Prosecutors argue that lawyers William Gallion and Shirley Cunningham “spit in the face of the law” and deserve sentences that will keep them in jail the rest of their lives, the Louisville Courier-Journal reports. Assistant U.S. Attorney Laura Voorhees said Gallion, 58, should be sentenced to 35 years in prison and Cunningham, 54, should be sentenced to 30 years in prison.

Gallion and Cunningham were convicted in April on wire fraud charges. It was their second trial. When they were tried for the first time last year, a jury reportedly deadlocked 10-2 in favor of acquittal.
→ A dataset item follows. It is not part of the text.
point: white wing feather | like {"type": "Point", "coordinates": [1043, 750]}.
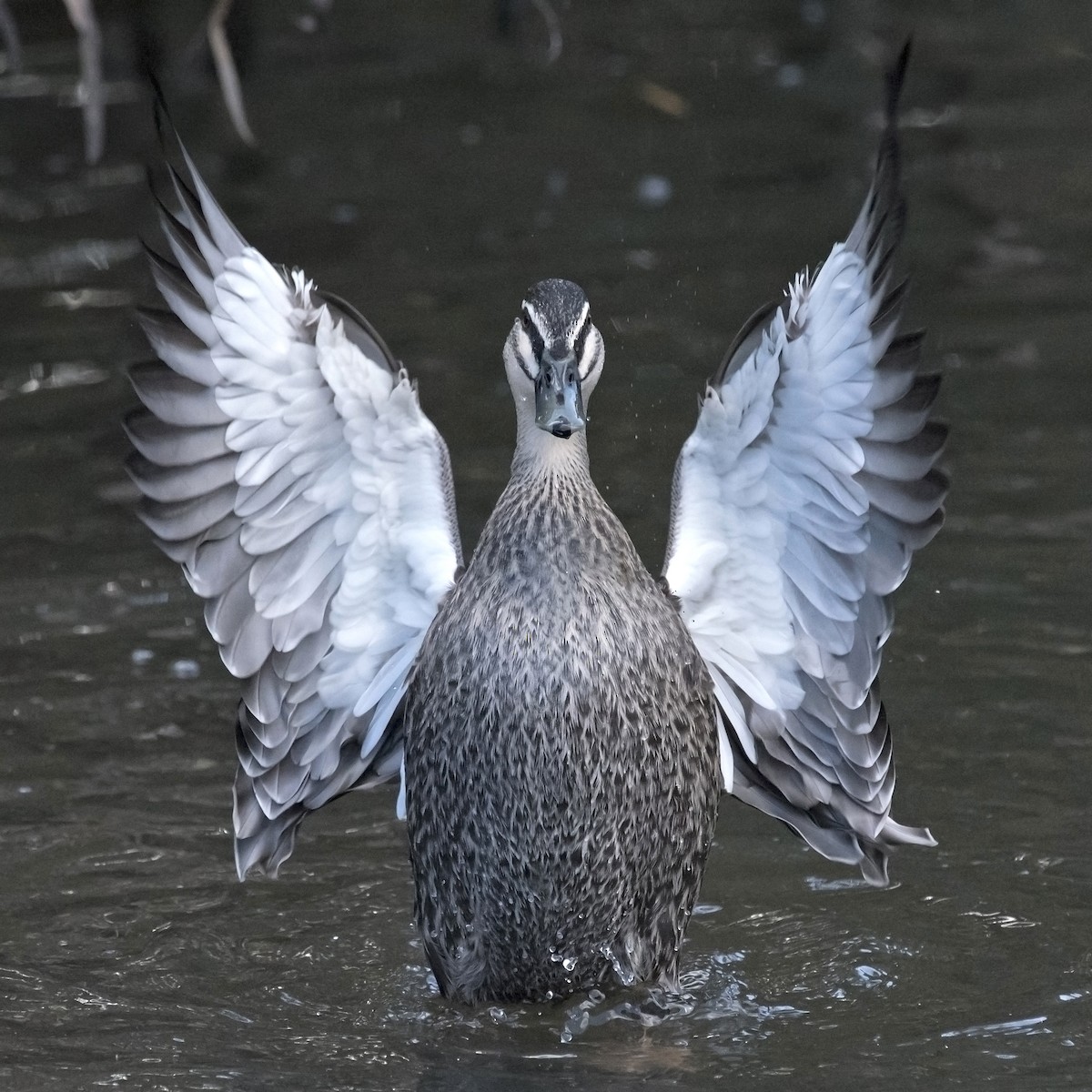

The same jury acquitted a third defendant, Melbourne Mills Jr., who had argued he was an alcoholic who was unable to form the intent to defraud his clients.

Voorhees wrote in a pre-sentencing memorandum that Gallion and Cunningham “abused Kentucky’s judicial system to commit what was tantamount to the robbery of 440 vulnerable victims, who innocently placed their trust” in them.

Defense lawyers say the men have already served 18 months in prison, enough to have paid for their crimes, the Lexington Herald-Leader reports. Letters written to the judge in support of the men say they both grew up in poor circumstances and worked hard to get through law school. Both also care for their elderly mothers.